Au-delà des concours financiers, l’institution est appelée à apporter un appui technique aux bénéficiaires afin de consolider leurs modèles économiques et d’améliorer leur insertion dans les circuits commerciaux nationaux.

L’objectif recherché est de faire émerger un réseau d’entreprises locales suffisamment solides pour assurer la transformation et la commercialisation des produits issus des filières prioritaires, tout en réduisant progressivement le recours aux importations.

Une ambition nationale pour la souveraineté alimentaire

Au-delà de son volet économique, cette convention traduit la volonté des pouvoirs publics de renforcer la résilience alimentaire du pays. En encourageant l’investissement dans les différentes étapes de la chaîne de valeur, le gouvernement entend créer les conditions d’une meilleure valorisation des ressources locales et d’une plus grande autonomie de l’économie nationale.
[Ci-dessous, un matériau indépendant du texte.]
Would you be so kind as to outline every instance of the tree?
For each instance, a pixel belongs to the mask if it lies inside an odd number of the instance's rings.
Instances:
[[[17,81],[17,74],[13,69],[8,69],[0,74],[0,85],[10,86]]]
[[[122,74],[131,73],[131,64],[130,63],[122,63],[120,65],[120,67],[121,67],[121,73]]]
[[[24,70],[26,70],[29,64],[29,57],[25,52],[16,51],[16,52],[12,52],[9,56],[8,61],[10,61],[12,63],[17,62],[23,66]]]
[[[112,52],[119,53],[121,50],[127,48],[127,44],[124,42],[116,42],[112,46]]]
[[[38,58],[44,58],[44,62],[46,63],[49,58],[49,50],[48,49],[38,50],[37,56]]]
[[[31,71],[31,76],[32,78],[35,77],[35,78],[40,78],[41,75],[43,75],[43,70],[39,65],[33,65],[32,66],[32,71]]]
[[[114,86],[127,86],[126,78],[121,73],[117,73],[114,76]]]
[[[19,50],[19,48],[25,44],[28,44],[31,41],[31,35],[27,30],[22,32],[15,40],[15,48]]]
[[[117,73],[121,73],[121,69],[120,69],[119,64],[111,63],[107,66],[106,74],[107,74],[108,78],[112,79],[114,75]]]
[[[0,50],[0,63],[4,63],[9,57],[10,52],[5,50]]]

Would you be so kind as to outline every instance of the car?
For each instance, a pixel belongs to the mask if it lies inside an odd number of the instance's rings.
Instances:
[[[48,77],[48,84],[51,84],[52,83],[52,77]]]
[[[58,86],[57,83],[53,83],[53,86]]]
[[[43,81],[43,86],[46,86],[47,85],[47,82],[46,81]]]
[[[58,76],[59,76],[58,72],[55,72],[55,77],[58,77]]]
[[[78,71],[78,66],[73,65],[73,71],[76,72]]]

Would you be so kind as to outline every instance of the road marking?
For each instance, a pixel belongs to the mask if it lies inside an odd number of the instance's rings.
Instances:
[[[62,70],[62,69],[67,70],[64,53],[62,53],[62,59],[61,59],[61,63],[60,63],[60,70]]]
Pour les autorités, la réussite du PIISAH dépendra de l’implication de l’ensemble des acteurs concernés : administrations publiques, institutions financières, organisations professionnelles et entreprises privées. Le partenariat conclu avec la BC-PME apparaît ainsi comme un levier supplémentaire destiné à accélérer la transformation des filières productives et à faire du marché intérieur un moteur de croissance pour les produits « Made in Cameroon ».

À travers cette convention, le gouvernement réaffirme son ambition de bâtir une économie davantage fondée sur la production locale, la création de valeur ajoutée et la réduction durable de la facture des importations, tout en consolidant les bases de la souveraineté alimentaire du Cameroun.